Smithfield & Solitude Resources
Smithfield in Blacksburg is the historic home of the Preston family, one of the founding families of Blacksburg and Montgomery County, Virginia. It was built by William Preston (1729-1783) in 1774, and he named it in honor of his wife Susanna Smith. Solitude was built around 1801, either by Philip Barger, Jr. or James Patton Preston (1774-1843), William and Sarah's son and Governor of Virginia (1816-1819). James's uncle Granville Smith named it Solitude around 1808. James's son Robert Taylor Preston (1809-1880) was born at Smithfield, and he inherited and expanded Solitude in the 1850s. He sold his property to the university in 1872, living there until his death.
Upwards of 250 African and African American people, including the McNorton, Saunders, and Fraction families, were enslaved at Smithfield, and many of them were later enslaved at Solitude. In 2019, Virginia Tech renamed the surviving outbuilding The Fraction Family House at Solitude in honor of the most numerous of the families and in honor of the contributions made by all the enslaved people forced to work on these plantations. The building is believed to have been a dwelling for enslaved people built around 1843.

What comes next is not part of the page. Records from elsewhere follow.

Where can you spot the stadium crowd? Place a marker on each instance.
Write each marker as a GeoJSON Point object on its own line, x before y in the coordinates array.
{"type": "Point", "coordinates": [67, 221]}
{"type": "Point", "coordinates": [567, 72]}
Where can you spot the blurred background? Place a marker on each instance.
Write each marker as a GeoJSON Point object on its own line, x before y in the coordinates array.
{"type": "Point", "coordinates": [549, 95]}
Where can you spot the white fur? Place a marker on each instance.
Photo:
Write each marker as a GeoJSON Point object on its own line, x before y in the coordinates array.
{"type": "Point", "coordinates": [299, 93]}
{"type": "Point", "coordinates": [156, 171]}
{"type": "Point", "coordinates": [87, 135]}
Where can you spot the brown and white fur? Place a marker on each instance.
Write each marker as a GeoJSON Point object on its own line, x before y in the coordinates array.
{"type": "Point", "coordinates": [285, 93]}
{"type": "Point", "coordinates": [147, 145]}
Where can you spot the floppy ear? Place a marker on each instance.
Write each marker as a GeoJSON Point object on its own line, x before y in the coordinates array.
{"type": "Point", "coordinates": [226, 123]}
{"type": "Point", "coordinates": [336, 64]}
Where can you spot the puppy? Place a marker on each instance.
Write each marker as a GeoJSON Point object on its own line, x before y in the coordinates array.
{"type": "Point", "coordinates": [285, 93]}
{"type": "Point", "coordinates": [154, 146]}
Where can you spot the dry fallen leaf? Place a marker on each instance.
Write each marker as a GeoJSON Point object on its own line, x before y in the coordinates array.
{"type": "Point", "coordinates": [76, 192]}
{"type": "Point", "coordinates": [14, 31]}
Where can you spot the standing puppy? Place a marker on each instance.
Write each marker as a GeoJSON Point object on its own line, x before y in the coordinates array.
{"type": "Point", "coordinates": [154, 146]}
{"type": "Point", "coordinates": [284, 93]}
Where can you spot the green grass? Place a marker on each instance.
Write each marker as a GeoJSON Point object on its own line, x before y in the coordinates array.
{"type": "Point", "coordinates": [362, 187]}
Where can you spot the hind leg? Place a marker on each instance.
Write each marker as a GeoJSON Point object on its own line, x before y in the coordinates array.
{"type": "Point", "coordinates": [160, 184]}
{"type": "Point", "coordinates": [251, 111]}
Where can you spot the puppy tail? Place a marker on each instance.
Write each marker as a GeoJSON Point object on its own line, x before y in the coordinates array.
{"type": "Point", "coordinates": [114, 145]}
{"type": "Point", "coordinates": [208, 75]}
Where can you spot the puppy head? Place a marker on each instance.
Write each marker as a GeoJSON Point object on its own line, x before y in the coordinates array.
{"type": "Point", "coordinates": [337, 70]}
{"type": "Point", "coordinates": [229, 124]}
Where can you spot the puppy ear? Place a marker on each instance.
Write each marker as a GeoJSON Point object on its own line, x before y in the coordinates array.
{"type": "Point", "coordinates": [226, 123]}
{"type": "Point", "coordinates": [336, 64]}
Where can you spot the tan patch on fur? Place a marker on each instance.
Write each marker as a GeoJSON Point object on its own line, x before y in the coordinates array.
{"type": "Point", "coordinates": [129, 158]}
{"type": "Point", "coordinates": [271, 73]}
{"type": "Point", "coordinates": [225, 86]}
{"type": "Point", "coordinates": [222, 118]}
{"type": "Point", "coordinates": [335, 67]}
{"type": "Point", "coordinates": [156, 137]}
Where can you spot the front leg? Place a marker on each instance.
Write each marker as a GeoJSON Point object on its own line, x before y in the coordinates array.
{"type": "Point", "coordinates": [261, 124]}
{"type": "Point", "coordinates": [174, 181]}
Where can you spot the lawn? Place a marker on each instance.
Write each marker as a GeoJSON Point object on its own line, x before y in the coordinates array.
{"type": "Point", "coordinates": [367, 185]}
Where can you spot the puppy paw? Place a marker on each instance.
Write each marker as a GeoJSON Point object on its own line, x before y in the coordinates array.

Online Exhibits & Histories
Land & Labor Acknowledgement
We thank the American Indian & Indigenous Community Center for providing this statement:
Virginia Tech acknowledges that we live and work on the Tutelo / Monacan People’s homeland and we recognize their continued relationships with their lands and waterways. We further acknowledge that legislation and practices like the Morrill Act (1862) enabled the commonwealth of Virginia to finance and found Virginia Tech through the forced removal of Native Nations from their lands, both locally and in western territories.
We understand that honoring Native Peoples without explicit material commitments falls short of our institutional responsibilities. Through sustained, transparent, and meaningful engagement with the Tutelo / Monacan Peoples, and other Native Nations, we commit to changing the trajectory of Virginia Tech's history by increasing Indigenous student, staff, and faculty recruitment and retention, diversifying course offerings, and meeting the growing needs of all Virginia tribes and supporting their sovereignty.
We must also recognize that enslaved Black people generated revenue and resources used to establish Virginia Tech and were prohibited from attending until 1953. Through InclusiveVT, the institutional and individual commitment to Ut Prosim (that I may serve) in the spirit of community, diversity, and excellence, we commit to advancing a more diverse, equitable, and inclusive community.